Las sirvientas (Les Bonnes, 1947), de Jean Genet. Elenco: José Postorivo, Fernando Schor y Hernán Crida. Escenografía y vestuario: Laura Poletti. Música original y diseño sonoro: Jorge Sad. Luces: Víctor Carreira. Dirección: Nora Goldberg. Viernes, a las 21, en Puerta Roja, Lavalle 3636. Duración: 65 minutos.
Nuestra opinión: buena
Las frecuentes versiones de la mejor obra teatral de Genet, en esta capital y en el interior -desde la memorable puesta de Sergio Renán, en 1970 (su primera dirección teatral), con Héctor Alterio, Luis Brandoni y Walter Vidarte-, la consagran como un clásico, en el mismo nivel de Esperando a Godot de Beckett. Baste entonces recordar que es un ritual feroz, no exento de rasgos de humor tenebroso, evocador de un crimen real cometido en Francia por dos hermanas, empleadas domésticas, que eliminaron con saña singular a sus patronas, madre e hija. Como en toda su literatura (novelas y teatro), Genet propone a los marginados por la sociedad como los únicos verdaderos mártires, merecedores del Paraíso, en tanto condena, por hipócritas, codiciosos y despiadados, a quienes lucran y mandan a partir de las imperfecciones de la naturaleza humana. Todo esto dicho con una escritura bellísima, en extremo imaginativa, cuyo simbolismo nace de hurgar en los aspectos más groseros de nuestra fisiología, en las cloacas ante las cuales la mayoría se tapa la nariz y mira a otro lado. Con esa materia desdeñada, Genet elabora una poesía que, paradójicamente, roza lo místico.

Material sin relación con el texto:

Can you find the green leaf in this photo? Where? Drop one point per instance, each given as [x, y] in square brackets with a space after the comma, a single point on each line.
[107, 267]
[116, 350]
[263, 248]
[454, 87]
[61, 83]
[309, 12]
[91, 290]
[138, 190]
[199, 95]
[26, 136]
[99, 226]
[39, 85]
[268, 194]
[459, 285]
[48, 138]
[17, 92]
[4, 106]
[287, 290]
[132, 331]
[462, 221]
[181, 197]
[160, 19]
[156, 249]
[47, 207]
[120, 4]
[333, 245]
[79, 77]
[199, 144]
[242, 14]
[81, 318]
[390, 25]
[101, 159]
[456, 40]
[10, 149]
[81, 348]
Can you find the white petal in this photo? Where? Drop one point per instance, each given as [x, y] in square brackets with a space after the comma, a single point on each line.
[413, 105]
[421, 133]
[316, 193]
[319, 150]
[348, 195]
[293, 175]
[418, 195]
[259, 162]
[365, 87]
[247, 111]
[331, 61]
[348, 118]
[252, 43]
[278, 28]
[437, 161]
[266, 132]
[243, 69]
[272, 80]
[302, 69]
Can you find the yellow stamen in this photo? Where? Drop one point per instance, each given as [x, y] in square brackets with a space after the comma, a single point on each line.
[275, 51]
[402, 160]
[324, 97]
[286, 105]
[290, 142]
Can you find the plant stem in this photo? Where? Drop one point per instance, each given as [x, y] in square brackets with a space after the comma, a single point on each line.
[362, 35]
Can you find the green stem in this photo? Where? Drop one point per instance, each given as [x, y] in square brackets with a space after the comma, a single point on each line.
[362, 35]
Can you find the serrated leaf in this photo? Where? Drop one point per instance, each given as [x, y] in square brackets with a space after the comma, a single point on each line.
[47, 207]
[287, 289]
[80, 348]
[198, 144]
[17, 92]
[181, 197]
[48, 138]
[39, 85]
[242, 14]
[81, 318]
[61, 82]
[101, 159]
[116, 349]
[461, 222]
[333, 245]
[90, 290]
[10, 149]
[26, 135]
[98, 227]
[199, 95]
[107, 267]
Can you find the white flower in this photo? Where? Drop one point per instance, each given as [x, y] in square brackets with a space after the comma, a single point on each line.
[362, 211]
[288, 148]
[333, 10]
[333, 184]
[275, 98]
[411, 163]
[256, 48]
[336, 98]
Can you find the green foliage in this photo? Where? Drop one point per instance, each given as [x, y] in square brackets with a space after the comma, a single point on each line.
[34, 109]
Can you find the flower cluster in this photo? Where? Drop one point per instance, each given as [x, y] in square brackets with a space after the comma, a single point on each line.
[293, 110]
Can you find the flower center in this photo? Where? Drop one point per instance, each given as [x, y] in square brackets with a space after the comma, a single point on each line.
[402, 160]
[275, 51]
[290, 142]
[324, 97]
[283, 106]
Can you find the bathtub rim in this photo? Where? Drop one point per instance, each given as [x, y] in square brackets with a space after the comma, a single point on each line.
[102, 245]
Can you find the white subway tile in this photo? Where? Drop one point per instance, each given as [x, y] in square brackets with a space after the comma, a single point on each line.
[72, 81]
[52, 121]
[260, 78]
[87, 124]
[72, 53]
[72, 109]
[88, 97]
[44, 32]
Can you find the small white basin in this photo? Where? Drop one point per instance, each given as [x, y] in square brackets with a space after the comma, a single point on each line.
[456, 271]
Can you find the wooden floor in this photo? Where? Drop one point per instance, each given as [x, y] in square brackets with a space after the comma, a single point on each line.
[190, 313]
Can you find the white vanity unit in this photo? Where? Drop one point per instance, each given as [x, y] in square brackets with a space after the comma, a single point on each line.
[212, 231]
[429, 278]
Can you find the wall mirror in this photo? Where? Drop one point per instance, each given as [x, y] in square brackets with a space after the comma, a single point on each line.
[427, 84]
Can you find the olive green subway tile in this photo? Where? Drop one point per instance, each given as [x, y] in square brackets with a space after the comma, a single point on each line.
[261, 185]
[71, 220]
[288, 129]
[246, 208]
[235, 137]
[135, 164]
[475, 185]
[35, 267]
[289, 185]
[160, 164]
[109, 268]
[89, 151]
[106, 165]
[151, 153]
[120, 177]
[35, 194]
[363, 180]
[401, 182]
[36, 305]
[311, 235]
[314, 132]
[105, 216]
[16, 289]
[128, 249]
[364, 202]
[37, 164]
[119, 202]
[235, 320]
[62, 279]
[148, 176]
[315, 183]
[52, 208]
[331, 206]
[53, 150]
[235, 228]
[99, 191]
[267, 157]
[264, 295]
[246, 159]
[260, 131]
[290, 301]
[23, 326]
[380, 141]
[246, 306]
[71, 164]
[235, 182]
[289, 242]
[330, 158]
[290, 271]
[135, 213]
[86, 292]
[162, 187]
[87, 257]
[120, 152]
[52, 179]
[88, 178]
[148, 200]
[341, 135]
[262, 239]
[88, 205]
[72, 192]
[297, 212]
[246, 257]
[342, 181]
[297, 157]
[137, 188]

El conflicto de Las sirvientas (o Las criadas , como más se la conoce) plantea el ahogo existencial, el hartazgo con que Clara y Solange, las hermanas asesinas, soportan la tiranía de la Señora, elegante, desdeñosa y frívola, cuyo mundo es tan sórdido como el de ellas, o más, sólo que se envuelve en el prestigio de la riqueza -mal adquirida- y de la impunidad. Cuando el marido de la Señora da en la cárcel por una denuncia anónima que revela sus trapisondas financieras, las criadas ven llegada la hora de la reparación. Pero algo falla, y Clara, arrastrando a su hermana, asumirá con entereza la única salida para la situación imposible.
Hay en el texto original (aquí no se menciona al traductor) una deliberada oposición entre el ámbito convencionalmente lujoso y los atuendos fastuosos de la Señora, en contraste con la mísera bohardilla y las mínimas posesiones de sus criadas. La puesta de Nora Goldberg transcurre en una cárcel, donde los tres personajes comparten la lobreguez y la miseria. Se pierde así un factor importante, casi la clave -no sólo social y política, sino sobre todo psíquica- del enfrentamiento: Clara y Solange ya están entre rejas, ¿y qué papel desempeña allí el personaje que representaría a la Señora, tan condenado como ellas? Esa uniformidad de estatus modifica negativamente la esencia trágica original, y si bien el texto magnífico sobrevive, lo hace a costa de la primera ley del teatro y de toda ficción artística, que es ser verosímil en sí. Toca entonces a los actores -todos varones, como lo pide Genet- defender la intención del autor, y lo hacen con entrega y entusiasmo: sólo ellos justifican la calificación aquí otorgada al espectáculo.